Disagreement over residency restrictions began shortly after Mayor Debe Hollingsworth fired former Police Chief Brenda Davis-Jones and named PBPD retiree Jeff Hubanks interim chief on Jan. 1, Hollingsworth’s first day in office.

Opinions differ on which of two existing measures rule in the matter. Some council members feel a 2000 ordinance on all department heads trumps a relaxed 2002 ordinance dealing only with uniformed police department employees. Hollingsworth has maintained that the latter legislation overrides the previous ordinance in regard to Hubanks.

Mays’ measure calls for repealing the 2000 and 2002 standards.

It also defines “interim” as a position of “not to exceed one calendar year in duration” and states that the practice of excusing current department heads will be extended to those in interim status as well as permanent.

Hubanks’ Cleveland County residence is within the the proposed 12-mile limit.

Hollingsworth has said she will not initiate a national search for a permanent police chief until the council has reached accord on the residency issue.

“As I’ve said before, we need to get this behind us so we can move on to other matters,” she said Thursday. “I’ve already expressed my thoughts on more than one occasion, and don’t have anything more to add at this time.”

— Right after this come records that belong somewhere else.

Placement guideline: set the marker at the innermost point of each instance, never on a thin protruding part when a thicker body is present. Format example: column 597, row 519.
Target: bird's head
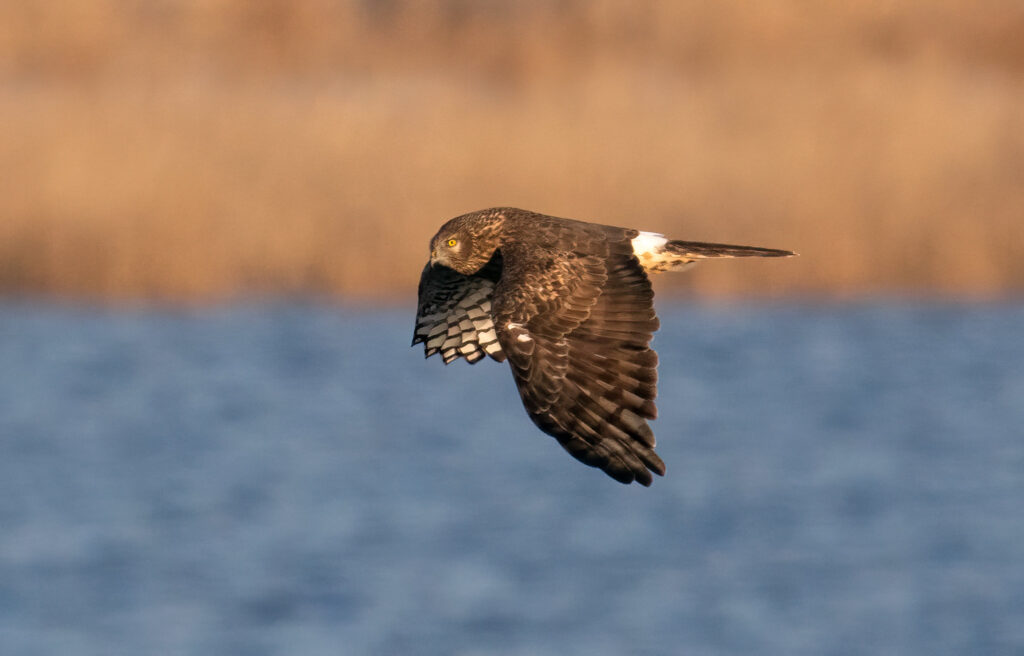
column 465, row 244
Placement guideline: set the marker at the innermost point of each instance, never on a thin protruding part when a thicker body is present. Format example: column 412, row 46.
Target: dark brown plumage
column 569, row 305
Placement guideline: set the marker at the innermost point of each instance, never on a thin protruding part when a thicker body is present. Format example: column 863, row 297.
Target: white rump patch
column 648, row 244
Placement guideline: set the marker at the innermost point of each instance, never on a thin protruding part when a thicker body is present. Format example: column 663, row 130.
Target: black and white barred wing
column 454, row 315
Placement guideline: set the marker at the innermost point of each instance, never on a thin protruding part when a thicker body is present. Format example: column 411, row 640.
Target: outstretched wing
column 577, row 330
column 454, row 313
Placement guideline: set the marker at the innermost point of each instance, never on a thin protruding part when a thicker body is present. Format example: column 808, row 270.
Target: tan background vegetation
column 200, row 148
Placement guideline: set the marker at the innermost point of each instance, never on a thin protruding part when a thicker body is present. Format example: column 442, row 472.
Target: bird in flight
column 568, row 304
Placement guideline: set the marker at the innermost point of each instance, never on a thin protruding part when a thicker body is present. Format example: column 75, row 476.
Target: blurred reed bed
column 203, row 149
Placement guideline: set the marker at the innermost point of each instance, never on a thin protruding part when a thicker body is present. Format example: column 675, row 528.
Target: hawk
column 568, row 304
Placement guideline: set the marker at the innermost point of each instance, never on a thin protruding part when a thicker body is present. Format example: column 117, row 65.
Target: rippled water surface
column 294, row 479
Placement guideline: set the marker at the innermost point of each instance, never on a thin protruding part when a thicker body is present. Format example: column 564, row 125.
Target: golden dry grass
column 197, row 149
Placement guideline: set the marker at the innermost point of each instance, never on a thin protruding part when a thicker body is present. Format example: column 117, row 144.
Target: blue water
column 294, row 479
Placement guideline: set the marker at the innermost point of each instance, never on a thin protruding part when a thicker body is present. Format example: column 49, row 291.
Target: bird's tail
column 665, row 255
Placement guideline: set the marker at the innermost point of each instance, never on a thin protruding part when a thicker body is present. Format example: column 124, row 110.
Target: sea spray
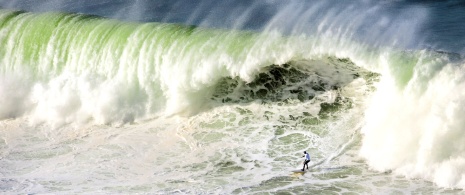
column 413, row 124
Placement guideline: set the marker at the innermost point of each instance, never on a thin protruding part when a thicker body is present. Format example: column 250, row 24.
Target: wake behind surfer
column 306, row 161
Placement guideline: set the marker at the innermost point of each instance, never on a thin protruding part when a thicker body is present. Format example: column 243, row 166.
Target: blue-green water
column 141, row 105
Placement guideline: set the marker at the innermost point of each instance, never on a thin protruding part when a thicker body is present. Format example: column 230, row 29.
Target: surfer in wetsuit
column 307, row 160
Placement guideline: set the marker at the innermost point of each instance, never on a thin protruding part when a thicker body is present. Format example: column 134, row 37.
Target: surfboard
column 298, row 171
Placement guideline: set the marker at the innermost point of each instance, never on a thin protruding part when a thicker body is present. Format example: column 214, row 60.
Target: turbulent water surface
column 149, row 97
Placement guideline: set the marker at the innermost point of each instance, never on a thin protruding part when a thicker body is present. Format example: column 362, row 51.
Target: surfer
column 306, row 161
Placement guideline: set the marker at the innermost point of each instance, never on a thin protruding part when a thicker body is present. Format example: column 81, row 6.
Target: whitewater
column 114, row 105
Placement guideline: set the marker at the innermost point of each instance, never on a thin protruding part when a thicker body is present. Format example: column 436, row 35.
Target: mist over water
column 116, row 96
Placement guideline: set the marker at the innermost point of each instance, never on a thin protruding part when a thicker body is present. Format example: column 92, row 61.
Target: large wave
column 59, row 69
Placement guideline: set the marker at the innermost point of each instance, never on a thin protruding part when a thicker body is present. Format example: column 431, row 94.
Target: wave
column 59, row 69
column 79, row 68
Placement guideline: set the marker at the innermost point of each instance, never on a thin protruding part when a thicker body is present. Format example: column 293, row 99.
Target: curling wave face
column 277, row 94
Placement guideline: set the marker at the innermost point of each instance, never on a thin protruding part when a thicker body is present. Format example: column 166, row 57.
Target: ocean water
column 212, row 97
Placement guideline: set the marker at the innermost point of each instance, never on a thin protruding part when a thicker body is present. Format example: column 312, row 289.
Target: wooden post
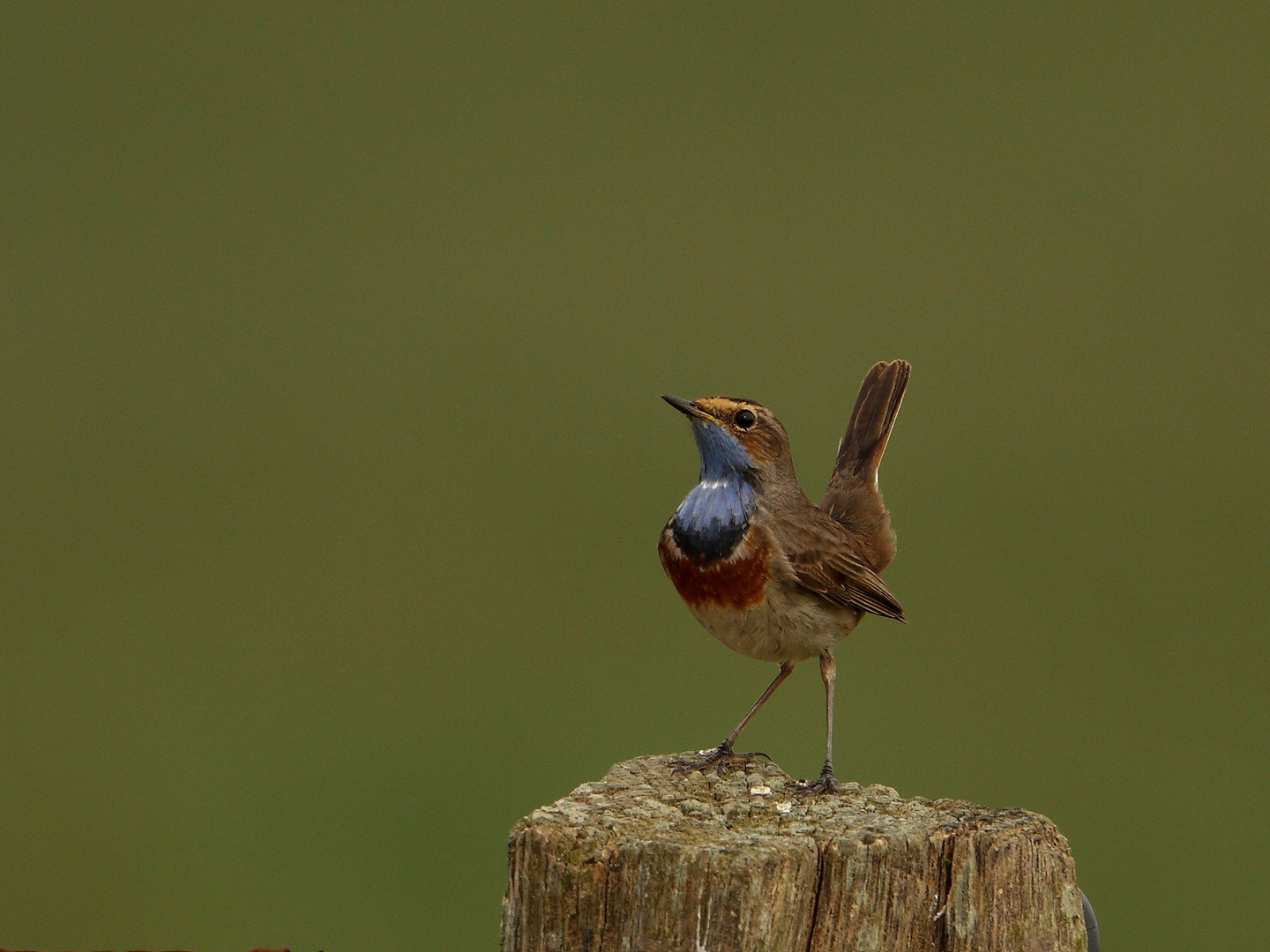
column 644, row 861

Hollingsworth has repeatedly said she thinks Hubanks would be a “strong candidate” for the permanent post.

Mays said he thinks his ordinance is a “good compromise” and would allow city leaders to “get on with other business.”

He believes the ordinance’s language lends itself to helping the morale of city employees by effectively ending the controversy without causing any “undue hardships” on present department leaders.

“We need to work together for a smooth operation here,” he said. “I think it’s important that we make working conditions for our city employees as good as we possibly can.”